Вернется Дарьюшка от бабки Ефимии, а потом долго-долго ходит по девичьей светелке и все теребит красную ленту, вплетенную в черную косу. Станет на молитву перед иконами, молится будто и прилежно, а в глазах паутинка незрячая: видит и не видит лики святых.
– Молись, молись, ненаглядунья, – увещевает мать, – В боге пристанище от душевной смуты.
А Дарьюшка будто слышит Тимофея:
«Я не верю в сказки про бога. Разве бог сотворил богатых и бедных? Если все это сотворил бог, тогда надо поднять пудовый молот, чтобы разбить такого бога за совершенную несправедливость».
– Жил ведь Иисус Христос? – как-то спросила Дарьюшка.
– В разных верованиях – разные Иисусы, – говорил Тимофей. – У старообрядцев Исус, у православных Иисус, а оба вместе – сказка про белого бычка. Придумали люди сказки, чтоб самих себя обмануть Но разве человек живет для того, чтобы, как рыба, биться в неволе темноты? Не лоб крестить надо, а людей готовить для новой жизни, сердца зажигать! Кузница не для того, чтобы на нее молились, а чтобы ковать железо для пользы человека…
V
Ночью в окно глядела круглая лупа, и Дарьюшка загадала; если завтра увидит луну в тучах, значит, вся ее жизнь будет темная, стылая; если луна проплывет по голубой скатерке, Дарьюшку ждет любовь, радость и перемена в жизни. Когда на другой день она собралась к бабке Ефимии, Юсков предостерег:
– Ты бы не ходила. Ведьма давно выжила из ума. Несет всякую непотребность про дом наш, ждет какого-то Пугачева да говорит про всякую ересь.
– Зачем вы так, дедушка? Бабушка никому зла не делает. Все бы так жили, как она…

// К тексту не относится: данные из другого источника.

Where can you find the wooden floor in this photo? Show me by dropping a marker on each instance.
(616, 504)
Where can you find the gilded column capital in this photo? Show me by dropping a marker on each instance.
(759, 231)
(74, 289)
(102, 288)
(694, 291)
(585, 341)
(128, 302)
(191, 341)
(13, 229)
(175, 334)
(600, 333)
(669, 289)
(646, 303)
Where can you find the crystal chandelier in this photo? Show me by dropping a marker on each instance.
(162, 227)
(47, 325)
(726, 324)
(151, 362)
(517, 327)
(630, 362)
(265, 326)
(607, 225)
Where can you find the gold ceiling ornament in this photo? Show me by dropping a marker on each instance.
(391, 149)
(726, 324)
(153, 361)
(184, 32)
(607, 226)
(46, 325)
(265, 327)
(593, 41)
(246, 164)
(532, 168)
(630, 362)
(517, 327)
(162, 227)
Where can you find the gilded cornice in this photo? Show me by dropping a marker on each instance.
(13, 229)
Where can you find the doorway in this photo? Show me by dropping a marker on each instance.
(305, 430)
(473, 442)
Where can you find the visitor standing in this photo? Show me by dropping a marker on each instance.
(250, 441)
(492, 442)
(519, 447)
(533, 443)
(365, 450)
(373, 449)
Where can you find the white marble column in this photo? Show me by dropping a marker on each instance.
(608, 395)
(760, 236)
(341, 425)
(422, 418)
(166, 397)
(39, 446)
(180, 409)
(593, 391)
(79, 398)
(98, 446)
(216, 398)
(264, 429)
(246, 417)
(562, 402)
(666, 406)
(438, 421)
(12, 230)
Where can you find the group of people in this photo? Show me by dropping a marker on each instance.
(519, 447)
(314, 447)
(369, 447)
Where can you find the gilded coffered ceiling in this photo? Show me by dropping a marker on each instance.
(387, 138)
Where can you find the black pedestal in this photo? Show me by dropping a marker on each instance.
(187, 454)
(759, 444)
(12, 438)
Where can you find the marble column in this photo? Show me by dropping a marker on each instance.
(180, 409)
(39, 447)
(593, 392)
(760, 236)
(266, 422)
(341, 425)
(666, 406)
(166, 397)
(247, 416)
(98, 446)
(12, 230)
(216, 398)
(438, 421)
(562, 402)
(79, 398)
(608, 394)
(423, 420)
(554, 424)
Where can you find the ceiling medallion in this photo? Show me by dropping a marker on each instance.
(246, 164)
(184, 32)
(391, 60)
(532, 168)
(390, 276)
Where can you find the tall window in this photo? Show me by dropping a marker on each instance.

– Нельзя так жить, Дарьюшка. Ни середка, ни окраина, межеумок какой-то. Она вот по поселенцам ходит, лечит, якшается с ними, а того не ведает, что не лечить их надо, а с земли гнать. Потому: у голодранцев рот широкий, а глаза завидущие. Им дай волю – живьем слопают!
Дарьюшка не стала спорить, но к Ефимии пошла.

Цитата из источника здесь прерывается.